Gratitude journal or failure résumé? Here's how to find out which is best for you.
When to spell out everything you feel blessed for in your gratitude journal
How to practice gratitude: Just in case you've been off Instagram for the past few years, let's break down the basics of gratitude journaling. "Basically, it's a diary in which someone will inventory at some interval—either daily or weekly—the things they're grateful for," says Dr. Gandotra. He adds that doing so consistently acts as a counterbalance to the pitfalls that occur in everyday life. Over time, the practice has been found to help people deal process stress better and improve their quality of sleep, among other benefits. And the best part is that it doesn't come with a rulebook. All you do is list off the things that bring a smile to your face, like a family member or a really epic spin class.
When this method works best: Writing down your many victories is one of those more-is-more cases, says the expert. He recommends doing it as much as you can.
When to write a little self-criticism in the form of failure résumé
How the failure résumé works: This format first garnered attention because of Johannes Haushofer, PhD, an assistant professor at Princeton. Dr. Haushofer released his very own "failure CV," sparking many retweets, reports Harvard Business Review. (Haushofer got the idea from Melanie Stephan of the University of Edinburgh.) In line after line, the very accomplished academic paid tribute to his failures, including the fellowship he didn't get at Harvard (so relatable), papers he never published, and—best of all—this: "2016: This darn CV of Failures has received way more attention than my entire body of academic work," he writes.

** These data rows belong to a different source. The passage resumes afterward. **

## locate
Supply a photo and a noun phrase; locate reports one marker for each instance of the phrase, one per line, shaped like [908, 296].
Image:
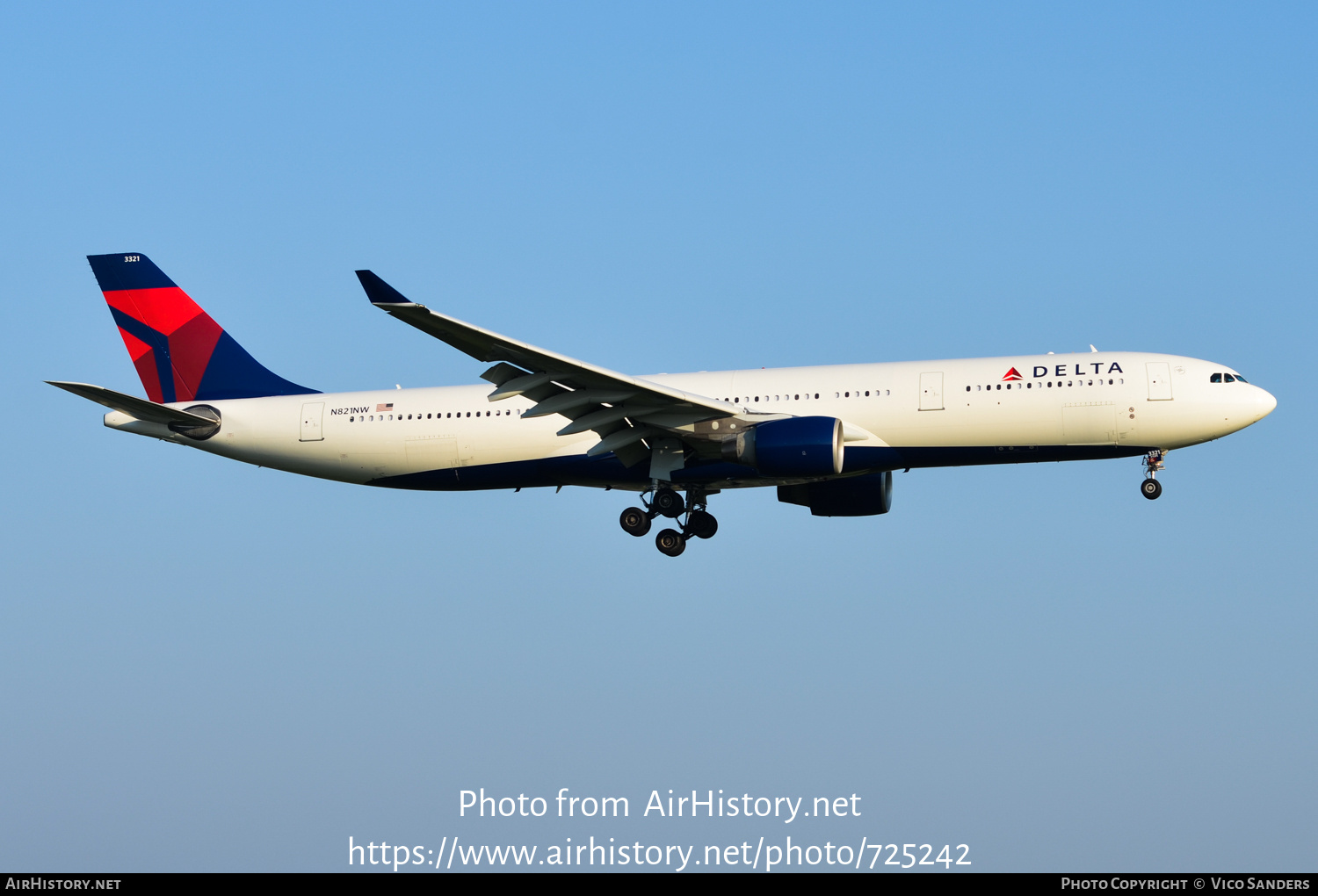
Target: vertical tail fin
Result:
[179, 352]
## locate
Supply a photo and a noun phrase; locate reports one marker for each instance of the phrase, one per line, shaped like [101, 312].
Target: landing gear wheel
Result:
[701, 524]
[670, 542]
[634, 521]
[669, 503]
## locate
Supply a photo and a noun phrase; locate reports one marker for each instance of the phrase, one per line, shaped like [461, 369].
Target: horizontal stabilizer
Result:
[136, 408]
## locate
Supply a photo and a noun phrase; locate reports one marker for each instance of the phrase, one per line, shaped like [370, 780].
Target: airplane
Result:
[828, 437]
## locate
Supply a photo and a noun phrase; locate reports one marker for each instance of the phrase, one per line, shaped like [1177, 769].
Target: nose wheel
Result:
[1151, 488]
[667, 502]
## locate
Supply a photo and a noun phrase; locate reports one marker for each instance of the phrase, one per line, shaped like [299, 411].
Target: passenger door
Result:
[931, 392]
[1160, 381]
[313, 413]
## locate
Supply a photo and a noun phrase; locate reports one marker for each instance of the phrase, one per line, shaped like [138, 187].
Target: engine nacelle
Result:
[202, 431]
[799, 445]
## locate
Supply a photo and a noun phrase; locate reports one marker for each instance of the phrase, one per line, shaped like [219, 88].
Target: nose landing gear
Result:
[1151, 488]
[666, 502]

The idea behind confronting your failures is nothing new. Dr. Gandotra points out that reflecting on lackluster parts of life has been a cornerstone in the mental health field for a long time. "If you want to change someone's behavior, they first have to have insight as to why that behavior may not being conducive to their goals," he explains. "Failures actually help us identify more than sometimes even our successes when it comes to those insights. But we have to be able to turn that mirror around and examine that within ourselves."

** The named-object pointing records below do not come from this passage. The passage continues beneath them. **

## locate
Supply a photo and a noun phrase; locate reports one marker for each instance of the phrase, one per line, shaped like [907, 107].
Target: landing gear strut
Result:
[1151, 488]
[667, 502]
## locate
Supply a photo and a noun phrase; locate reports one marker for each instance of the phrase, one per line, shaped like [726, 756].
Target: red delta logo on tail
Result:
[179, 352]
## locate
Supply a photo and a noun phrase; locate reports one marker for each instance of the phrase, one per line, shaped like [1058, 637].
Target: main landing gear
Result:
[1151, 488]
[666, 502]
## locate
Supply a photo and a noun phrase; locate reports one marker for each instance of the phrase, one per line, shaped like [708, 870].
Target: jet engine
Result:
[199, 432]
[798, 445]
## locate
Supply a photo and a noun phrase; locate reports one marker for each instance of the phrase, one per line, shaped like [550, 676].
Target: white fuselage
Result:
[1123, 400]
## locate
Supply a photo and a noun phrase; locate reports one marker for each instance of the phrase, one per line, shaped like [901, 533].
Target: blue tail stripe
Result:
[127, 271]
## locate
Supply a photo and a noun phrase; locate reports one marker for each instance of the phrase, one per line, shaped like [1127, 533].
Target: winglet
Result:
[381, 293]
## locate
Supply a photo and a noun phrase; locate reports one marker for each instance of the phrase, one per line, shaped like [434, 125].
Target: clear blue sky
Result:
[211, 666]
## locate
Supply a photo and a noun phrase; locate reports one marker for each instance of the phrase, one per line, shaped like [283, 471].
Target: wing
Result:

The same rules apply when it comes to you taking stock at home in your cozy journaling nook. But keep in mind that if putting the year's trials into words causes you emotional distress, it may be something you want to tackle with a friend or a mental health expert instead.
When this method works best: A failure résumé is more of annual exercise, argues Dr. Gandotra. "You should do that inventory probably at least once a year so you can see if you're satisfied from your trajectory," he says.